Es gibt zwei Elektras in Berlin, eine an der Bismarckstraße und eine Unter den Linden. Beide präsentieren dem Zuschauer düster antikisierende Palastarchitektur und abstrakt zeitlose Gewänder. Beide sind in steinernes Grau getaucht. Im West-Haus bedeckt Granulat den Boden eines Kerkerschachts. Im Ost-Haus dominieren kubische Steinflächen vor zeitloser Konche. Die Deutsche Oper hat Catherine Foster, die Staatsoper Ricarda Merbeth. Szenisch gesehen ist die Linden-Elektra packender. Man kann auch sagen klassischer, meisterhafter. Und Barenboims Elektras von 2018 und 2016 (letztere mit Herlitzius, Merkel, Schäuble) waren düster funkelnde Saisonhöhepunkte.
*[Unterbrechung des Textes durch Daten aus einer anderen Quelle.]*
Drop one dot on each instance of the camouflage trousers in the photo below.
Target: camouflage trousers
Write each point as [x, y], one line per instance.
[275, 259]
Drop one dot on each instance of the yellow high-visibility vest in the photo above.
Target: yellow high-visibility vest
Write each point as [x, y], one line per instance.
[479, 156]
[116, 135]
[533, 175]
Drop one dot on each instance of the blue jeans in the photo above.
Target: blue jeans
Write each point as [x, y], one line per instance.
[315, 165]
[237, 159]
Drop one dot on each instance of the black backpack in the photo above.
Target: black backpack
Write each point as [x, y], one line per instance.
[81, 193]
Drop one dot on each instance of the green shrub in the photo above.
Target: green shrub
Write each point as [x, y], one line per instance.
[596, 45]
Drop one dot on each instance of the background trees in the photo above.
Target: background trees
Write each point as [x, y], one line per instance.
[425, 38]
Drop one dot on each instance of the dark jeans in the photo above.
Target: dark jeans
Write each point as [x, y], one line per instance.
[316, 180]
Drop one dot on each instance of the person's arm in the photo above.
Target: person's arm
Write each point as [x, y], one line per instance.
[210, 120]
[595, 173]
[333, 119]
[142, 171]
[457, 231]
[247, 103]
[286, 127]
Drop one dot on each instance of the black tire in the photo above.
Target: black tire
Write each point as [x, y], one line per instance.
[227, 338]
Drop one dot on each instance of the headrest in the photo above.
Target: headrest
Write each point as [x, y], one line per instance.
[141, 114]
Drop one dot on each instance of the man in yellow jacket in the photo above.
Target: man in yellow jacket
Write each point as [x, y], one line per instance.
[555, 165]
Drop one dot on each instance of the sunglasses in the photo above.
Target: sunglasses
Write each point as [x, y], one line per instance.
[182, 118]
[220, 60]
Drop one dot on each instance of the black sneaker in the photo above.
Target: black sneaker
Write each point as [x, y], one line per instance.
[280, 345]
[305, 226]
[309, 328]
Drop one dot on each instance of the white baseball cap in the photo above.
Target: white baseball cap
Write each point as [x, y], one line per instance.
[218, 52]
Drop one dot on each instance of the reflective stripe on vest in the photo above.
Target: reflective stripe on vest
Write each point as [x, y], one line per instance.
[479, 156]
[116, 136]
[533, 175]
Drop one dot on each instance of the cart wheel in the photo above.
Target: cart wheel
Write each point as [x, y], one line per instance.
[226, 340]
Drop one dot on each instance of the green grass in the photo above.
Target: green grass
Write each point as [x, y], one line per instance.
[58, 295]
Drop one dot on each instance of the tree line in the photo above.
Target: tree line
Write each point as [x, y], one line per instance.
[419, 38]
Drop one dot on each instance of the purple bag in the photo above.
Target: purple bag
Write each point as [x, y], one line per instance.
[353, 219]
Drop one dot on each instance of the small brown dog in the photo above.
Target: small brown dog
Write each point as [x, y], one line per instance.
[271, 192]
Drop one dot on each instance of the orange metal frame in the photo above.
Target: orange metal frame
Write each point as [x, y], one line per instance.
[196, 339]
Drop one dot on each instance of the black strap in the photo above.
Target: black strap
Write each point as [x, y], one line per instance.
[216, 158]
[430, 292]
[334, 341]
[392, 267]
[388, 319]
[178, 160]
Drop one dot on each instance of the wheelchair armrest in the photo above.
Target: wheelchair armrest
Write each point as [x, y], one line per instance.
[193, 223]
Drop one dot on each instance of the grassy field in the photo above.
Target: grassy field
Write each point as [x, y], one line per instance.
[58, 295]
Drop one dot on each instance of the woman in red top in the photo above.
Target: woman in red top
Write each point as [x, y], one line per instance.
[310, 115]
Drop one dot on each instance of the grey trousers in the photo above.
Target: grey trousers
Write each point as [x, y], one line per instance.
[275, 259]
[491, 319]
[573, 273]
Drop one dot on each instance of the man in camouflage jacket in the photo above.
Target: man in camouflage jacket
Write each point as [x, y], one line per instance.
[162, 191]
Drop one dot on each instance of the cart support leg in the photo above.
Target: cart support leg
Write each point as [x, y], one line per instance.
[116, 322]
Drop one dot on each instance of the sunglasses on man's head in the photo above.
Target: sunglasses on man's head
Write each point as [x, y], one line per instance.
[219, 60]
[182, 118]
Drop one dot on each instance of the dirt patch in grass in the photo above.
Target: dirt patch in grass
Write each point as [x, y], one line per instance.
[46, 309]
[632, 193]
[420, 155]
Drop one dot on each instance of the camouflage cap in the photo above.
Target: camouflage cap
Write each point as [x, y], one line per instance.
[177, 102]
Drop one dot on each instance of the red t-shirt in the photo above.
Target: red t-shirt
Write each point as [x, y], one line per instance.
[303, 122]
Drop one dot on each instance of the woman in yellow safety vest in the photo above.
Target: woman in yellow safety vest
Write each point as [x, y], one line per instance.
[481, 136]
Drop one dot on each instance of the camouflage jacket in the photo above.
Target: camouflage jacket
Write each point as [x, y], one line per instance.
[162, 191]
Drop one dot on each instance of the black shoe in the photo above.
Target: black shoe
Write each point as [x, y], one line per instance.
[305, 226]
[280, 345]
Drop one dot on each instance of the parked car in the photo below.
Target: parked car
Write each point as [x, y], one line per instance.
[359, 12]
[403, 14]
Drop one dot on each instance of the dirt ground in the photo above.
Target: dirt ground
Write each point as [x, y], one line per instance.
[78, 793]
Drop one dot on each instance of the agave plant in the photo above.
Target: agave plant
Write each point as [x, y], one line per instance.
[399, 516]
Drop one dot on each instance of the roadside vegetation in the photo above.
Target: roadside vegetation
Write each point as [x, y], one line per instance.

Staatsoper Elektra Richard Strauss Ricarda Merbeth

Heuer dirigiert Thomas Guggeis. Am Mittwoch erhält er Jubel, am Montag eine Woche zuvor muss er Buhs einstecken. Die gelten dem helltönig hellhörigen Dirigat. Das ist bei Lyrik und Exaltation einen Hauch nüchtern, bei Details einen Hauch überdeutlich. Vielleicht gilt das Buh aber nur den Schlussakkorden, die weder die düstere Wucht noch die geballte Plastizität Barenboims erreichen. Dennoch ist Guggeis überzeugend. Hart und schattenlos kommt das Orchester bei der Tötung des Ägisth zum Zug. Drängend agiert es beim Tanz Elektras, und zieht sich beim Jubel der Chrysotemis blendend hell aus der Affäre. Manchmal nimmt Guggeis die Partitur zu wörtlich. Dennoch: Hier und heute ist jede Stimme in jedem Takt hörenswert.

In der Titelrolle singt Ricarda Merbeth unspektakulär hervorragend. Merbeth ist nicht die hohläugige Psychopathin, die Herlitzius darstellte (die hatte freilich Töne des Flehens, Schauerns, Empörens, bei insgesamt schon problematischer Stimmverfassung). Ihre Aussprache ist prägnant, ohne manieriert zu sein – und unendlich besser als die von Stemme. Merbeth lässt ihrer Stimme einige Zehntelsekunden Zeit, um Spitzentöne zu erklimmen. Von denen ist dafür jeder sauber gesungen. Es ist ein beeindruckendes, auf das Wesentliche konzentriertes Rollenporträt.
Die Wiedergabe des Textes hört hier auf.